One of Lynette’s roles at HCO is to coordinate various internships and volunteers across the agency. This spring, fast moving COVID-19 restrictions had Lynette unexpectedly recreating new internships from scratch for prospective interns. For four Therapeutic Recreation Majors interning during their spring and summer semesters, technology is being used as a resource to communicate remotely with those HCO serves. Instead of providing musical support on stage, each of these interns have a caseload of calls to individuals to make and activities to lead. “It’s fun for the individuals to make new friends. They like spending time with each other,” Lynette says, “and it’s fun for the interns to stretch their creative and leadership abilities within the new Zoom format.” One of the interns found out an individual she calls likes to play Farkle, so now they have some pretty competitive contests together over the computer. The pandemic has pushed HCO to utilize volunteers in different ways too, like providing socializing video calls to residents or sewing face masks for HCO’s programs. “It is important for us to be able to follow through with our commitments to our interns and volunteers, and find new ways to still provide quality experiences for them and our programs.”

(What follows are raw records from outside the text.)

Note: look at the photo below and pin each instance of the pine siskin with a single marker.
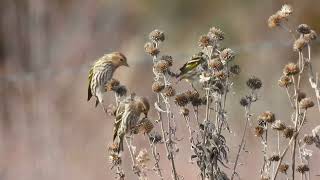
(127, 118)
(101, 72)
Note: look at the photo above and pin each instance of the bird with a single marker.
(127, 118)
(101, 72)
(191, 71)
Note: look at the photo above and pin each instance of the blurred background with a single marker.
(47, 128)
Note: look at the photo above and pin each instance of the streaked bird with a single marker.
(127, 118)
(101, 72)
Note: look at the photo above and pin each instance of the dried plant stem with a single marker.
(247, 115)
(288, 146)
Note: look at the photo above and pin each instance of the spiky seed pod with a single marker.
(306, 103)
(288, 132)
(192, 95)
(278, 125)
(205, 41)
(120, 90)
(235, 69)
(169, 91)
(258, 131)
(184, 111)
(244, 101)
(303, 29)
(157, 87)
(283, 168)
(285, 81)
(274, 158)
(274, 20)
(151, 49)
(291, 69)
(215, 64)
(227, 55)
(181, 99)
(303, 168)
(156, 35)
(299, 44)
(167, 58)
(311, 36)
(301, 95)
(161, 66)
(308, 139)
(254, 83)
(112, 84)
(216, 33)
(145, 126)
(267, 116)
(155, 138)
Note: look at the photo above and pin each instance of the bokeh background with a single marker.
(47, 128)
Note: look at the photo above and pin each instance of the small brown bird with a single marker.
(101, 72)
(127, 118)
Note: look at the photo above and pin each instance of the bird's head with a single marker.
(118, 59)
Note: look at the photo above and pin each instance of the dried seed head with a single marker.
(258, 131)
(215, 64)
(254, 83)
(145, 126)
(120, 90)
(244, 101)
(308, 139)
(216, 33)
(161, 66)
(303, 168)
(151, 49)
(274, 158)
(227, 55)
(267, 116)
(306, 103)
(155, 138)
(156, 35)
(291, 69)
(205, 41)
(169, 91)
(235, 69)
(284, 81)
(288, 132)
(283, 168)
(184, 111)
(167, 58)
(274, 20)
(301, 95)
(311, 36)
(299, 44)
(278, 125)
(303, 29)
(112, 84)
(181, 99)
(286, 11)
(157, 87)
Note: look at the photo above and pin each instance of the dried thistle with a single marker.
(303, 168)
(306, 103)
(291, 69)
(254, 83)
(151, 49)
(157, 35)
(285, 81)
(267, 116)
(157, 87)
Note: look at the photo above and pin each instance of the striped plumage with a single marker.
(127, 118)
(101, 72)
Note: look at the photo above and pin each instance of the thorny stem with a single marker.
(288, 146)
(247, 115)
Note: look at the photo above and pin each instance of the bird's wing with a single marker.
(89, 83)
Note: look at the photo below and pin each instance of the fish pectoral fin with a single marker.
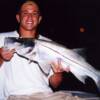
(80, 77)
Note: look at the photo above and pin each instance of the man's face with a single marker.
(29, 16)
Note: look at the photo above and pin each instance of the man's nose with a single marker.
(30, 16)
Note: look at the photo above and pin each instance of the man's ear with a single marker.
(18, 18)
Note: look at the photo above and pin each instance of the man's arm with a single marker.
(56, 79)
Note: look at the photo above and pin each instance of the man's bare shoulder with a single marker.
(7, 34)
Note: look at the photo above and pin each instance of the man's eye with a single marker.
(35, 14)
(25, 13)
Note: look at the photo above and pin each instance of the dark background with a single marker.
(62, 20)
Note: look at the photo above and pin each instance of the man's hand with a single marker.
(7, 54)
(58, 68)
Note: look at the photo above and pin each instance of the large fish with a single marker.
(50, 51)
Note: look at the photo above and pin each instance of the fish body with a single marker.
(50, 51)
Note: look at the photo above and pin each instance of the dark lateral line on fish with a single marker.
(62, 55)
(34, 62)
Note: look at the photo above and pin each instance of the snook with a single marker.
(49, 51)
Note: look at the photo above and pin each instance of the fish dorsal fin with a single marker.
(80, 77)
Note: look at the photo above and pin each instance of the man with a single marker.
(18, 77)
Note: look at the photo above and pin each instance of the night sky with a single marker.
(62, 20)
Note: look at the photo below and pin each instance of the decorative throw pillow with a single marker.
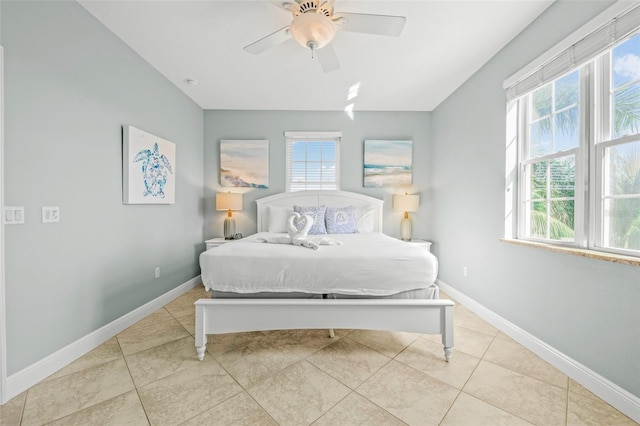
(317, 213)
(278, 218)
(341, 220)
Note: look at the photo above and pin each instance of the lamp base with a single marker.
(229, 228)
(405, 229)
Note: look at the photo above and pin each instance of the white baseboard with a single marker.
(31, 375)
(613, 394)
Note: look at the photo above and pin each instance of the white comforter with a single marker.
(365, 264)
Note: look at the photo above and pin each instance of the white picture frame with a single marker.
(149, 168)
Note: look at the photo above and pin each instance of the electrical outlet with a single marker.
(50, 214)
(13, 215)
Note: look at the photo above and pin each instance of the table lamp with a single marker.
(229, 201)
(406, 203)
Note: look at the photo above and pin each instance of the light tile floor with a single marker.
(149, 374)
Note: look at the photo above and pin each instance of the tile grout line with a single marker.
(135, 386)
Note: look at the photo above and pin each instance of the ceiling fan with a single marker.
(315, 24)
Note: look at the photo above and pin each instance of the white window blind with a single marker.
(579, 48)
(313, 161)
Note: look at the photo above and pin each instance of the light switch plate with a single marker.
(50, 214)
(13, 215)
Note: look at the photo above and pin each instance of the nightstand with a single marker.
(216, 242)
(421, 243)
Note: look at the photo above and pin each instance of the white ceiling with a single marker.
(443, 43)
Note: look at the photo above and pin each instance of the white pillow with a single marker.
(278, 217)
(365, 218)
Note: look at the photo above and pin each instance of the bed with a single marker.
(352, 282)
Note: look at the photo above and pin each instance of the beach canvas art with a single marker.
(387, 163)
(244, 163)
(149, 168)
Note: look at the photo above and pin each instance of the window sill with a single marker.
(591, 254)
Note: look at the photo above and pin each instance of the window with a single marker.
(313, 160)
(578, 141)
(618, 150)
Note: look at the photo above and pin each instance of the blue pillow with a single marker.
(317, 213)
(341, 220)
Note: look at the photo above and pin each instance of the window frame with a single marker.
(581, 164)
(308, 137)
(596, 118)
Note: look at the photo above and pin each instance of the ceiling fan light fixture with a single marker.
(312, 30)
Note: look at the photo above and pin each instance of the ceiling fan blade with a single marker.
(269, 41)
(328, 58)
(387, 25)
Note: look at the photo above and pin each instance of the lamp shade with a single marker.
(406, 202)
(312, 30)
(228, 201)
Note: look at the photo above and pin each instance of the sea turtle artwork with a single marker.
(155, 171)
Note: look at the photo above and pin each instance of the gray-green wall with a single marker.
(70, 86)
(271, 125)
(588, 309)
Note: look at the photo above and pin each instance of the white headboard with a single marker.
(318, 198)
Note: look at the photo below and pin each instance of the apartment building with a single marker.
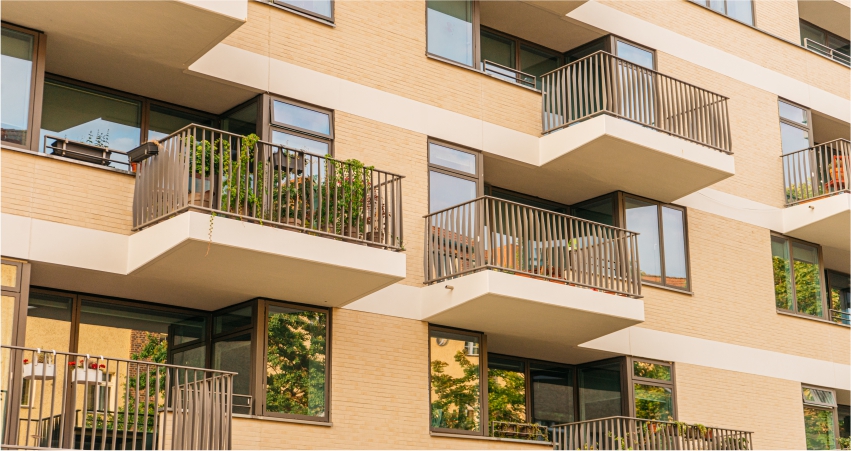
(516, 224)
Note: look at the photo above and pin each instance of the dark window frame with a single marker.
(36, 87)
(483, 381)
(659, 205)
(821, 273)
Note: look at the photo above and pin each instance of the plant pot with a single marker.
(81, 151)
(87, 376)
(40, 371)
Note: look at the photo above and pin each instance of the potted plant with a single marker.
(39, 370)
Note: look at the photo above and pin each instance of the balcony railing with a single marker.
(205, 169)
(75, 401)
(819, 171)
(824, 50)
(491, 233)
(602, 83)
(616, 433)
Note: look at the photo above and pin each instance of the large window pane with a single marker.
(819, 428)
(782, 273)
(673, 226)
(451, 158)
(653, 402)
(807, 279)
(600, 391)
(295, 361)
(455, 394)
(447, 191)
(320, 7)
(506, 390)
(16, 84)
(301, 118)
(552, 394)
(89, 116)
(643, 217)
(450, 29)
(163, 121)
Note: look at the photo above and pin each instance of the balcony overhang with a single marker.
(826, 221)
(191, 261)
(605, 154)
(520, 314)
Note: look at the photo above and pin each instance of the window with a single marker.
(820, 417)
(797, 276)
(455, 378)
(795, 129)
(450, 29)
(653, 390)
(662, 241)
(741, 10)
(323, 9)
(453, 176)
(296, 365)
(302, 128)
(23, 68)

Any other year, the middle of June marks the culmination of at least a year’s worth of work when the HCO musical opens on stage at Saint Mary’s Page Theatre. Without the musical this year, Lynette’s first thought was how much she was going to miss seeing individuals every night during rehearsals, but she has been pleasantly surprised to find that she’s seeing more of them now than ever before. Time away from the production has provided Lynette with a unique opportunity to get creative and develop activities that provide new ways to interact and engage with those HCO supports. Some individuals who were uninterested or unable to attend events in the past are now becoming involved through the computer. Inclusion is a vital part of HCO’s work, and Lynette believes that a number of virtual events will continue beyond the effects of COVID-19 due to the opportunities it has provided to engage new participants.
Lynette says that she has learned a lot through this new way of doing things. “I have known some of the individuals HCO serves for years, but I have been able to really build a deeper relationship with them during COVID-19. I love that I’m still able to make an impact on their lives. That’s why I have the job I have,” she says.